Fitzgerald sought to compel Matt Cooper, a Time magazine correspondent who had covered the story, to disclose his sources to a grand jury. After losing all legal appeals up through the Supreme Court, Time turned over Cooper's notes to the prosecutor. Cooper agreed to testify after receiving permission from his source, Karl Rove, to do so. Robert Luskin confirmed Rove was Cooper's source. A July 11, 2003, e-mail from Cooper to his bureau chief indicated that Rove had told Cooper that it was Wilson's wife who authorized her husband's trip to Niger, mentioning that she "apparently" worked at "the agency" on weapons of mass destruction issues. Newsweek reported that nothing in the Cooper e-mail suggested that Rove used Plame's name or knew she was a covert operative, although Cooper's Time magazine article describing his grand jury testimony noted that Rove said, "I've already said too much". Neither Newsweek nor Time released the complete Cooper e-mail.

On May 16, 2006, a transcript of court proceedings before Judge Reggie B. Walton was released. Libby's lawyers sought communications between Matthew Cooper and Massimo Calabresi, authors of an article published by Time magazine on July 17, 2003, and titled, "A War on Wilson?" Libby's lawyers contend that Massimo called Joe Wilson after Cooper learned from Karl Rove that Wilson's wife worked at the CIA. Libby's lawyers also told the judge they have an e-mail Cooper sent to his editor describing a July 12, 2003, conversation with Libby in which there is no mention of Plame or her CIA status. An e-mail was sent to Cooper's editor on July 16, 2003, "four days after his conversation with Mr. Libby and 5 days after his conversation with Mr. Rove, about the article they are planning to write in which they are going to mention the wife. And the e-mail says — talks about him having an administration source for the information about Ms. Wilson". Thus, Libby's lawyers sought communications between Massimo and Cooper to determine if Cooper conveyed to Massimo that Libby was a source as well for the information on Wilson's wife:

And I submit to Your Honor there is — as you can see, the credibility of Mr. Cooper with respect to his description that Mr. Libby confirmed M[s]. Plame's employment by the C.I.A. is going to be very much at issue in this case. And that is what cases are all about, and we should be entitled to anything that Mr. Cooper has said or that others have said or done, such as Mr. Massimo talking to Mr. Wilson on the basis of what Cooper said. And that kind of information is directly relevant to the cross-examination, and we submit that it should be enforced. And certainly we have established specificity with respect to that. The other thing I would say is this is the first I have heard that Time has a document that refers to Ms. Plame. Now, perhaps, that's Mr. Cooper's communication with Mr. Massimo, or perhaps it is Mr. Massimo's notes with Mr. Wilson. I don't know, but certainly if there is a document that does refer to Ms. Plame prior to July 14, we submit that that's relevant and should be produced as well. That's all I have on Time and Cooper, Your Honor.

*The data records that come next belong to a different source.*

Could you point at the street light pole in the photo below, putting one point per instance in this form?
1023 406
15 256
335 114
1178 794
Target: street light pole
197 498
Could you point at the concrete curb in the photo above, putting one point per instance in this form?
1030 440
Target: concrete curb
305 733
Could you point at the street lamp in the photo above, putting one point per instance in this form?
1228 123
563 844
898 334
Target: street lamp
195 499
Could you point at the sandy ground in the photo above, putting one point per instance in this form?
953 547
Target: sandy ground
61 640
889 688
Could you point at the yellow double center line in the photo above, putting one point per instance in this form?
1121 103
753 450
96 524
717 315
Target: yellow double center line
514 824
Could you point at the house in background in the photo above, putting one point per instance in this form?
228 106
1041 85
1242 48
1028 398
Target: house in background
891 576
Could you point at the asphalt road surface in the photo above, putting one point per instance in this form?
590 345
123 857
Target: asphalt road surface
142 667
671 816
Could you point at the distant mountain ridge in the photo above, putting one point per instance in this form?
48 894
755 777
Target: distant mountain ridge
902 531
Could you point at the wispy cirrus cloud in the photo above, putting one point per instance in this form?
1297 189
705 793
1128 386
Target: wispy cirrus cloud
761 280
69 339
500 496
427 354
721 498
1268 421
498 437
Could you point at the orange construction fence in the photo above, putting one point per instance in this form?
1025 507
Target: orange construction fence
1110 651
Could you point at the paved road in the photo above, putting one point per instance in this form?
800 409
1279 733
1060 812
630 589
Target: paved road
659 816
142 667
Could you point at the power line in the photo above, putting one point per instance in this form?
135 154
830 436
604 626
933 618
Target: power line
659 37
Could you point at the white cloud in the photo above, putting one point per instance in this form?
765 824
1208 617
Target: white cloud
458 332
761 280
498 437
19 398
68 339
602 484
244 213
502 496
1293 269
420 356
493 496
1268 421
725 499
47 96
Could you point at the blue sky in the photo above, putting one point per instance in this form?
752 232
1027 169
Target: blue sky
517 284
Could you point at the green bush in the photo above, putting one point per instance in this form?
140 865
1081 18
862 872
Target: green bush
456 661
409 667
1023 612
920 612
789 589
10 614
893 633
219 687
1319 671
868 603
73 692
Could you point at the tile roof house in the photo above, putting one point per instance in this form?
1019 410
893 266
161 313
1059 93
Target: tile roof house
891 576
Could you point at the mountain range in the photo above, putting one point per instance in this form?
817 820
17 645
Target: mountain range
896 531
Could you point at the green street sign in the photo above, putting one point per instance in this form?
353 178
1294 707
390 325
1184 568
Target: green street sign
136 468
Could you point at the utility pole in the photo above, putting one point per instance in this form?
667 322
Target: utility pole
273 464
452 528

On May 26, 2006, Judge Walton ruled on the motion:

However, upon reviewing the documents presented to it, the Court discerns a slight alteration between the several drafts of the articles, which the defense could arguably use to impeach Cooper. This slight alteration between the drafts will permit the defendant to impeach Cooper, regardless of the substance of his trial testimony, because his trial testimony cannot be consistent with both versions. Thus, unlike Miller, whose documents appear internally consistent and thus will only be admissible if she testifies inconsistently with these documents, Cooper's documents will undoubtedly be admissible. Because of the inevitability that Cooper will be a government witness at trial, this Court can fathom no reason to delay the production of these documents to the defendant, as they will undoubtedly be admissible for impeachment.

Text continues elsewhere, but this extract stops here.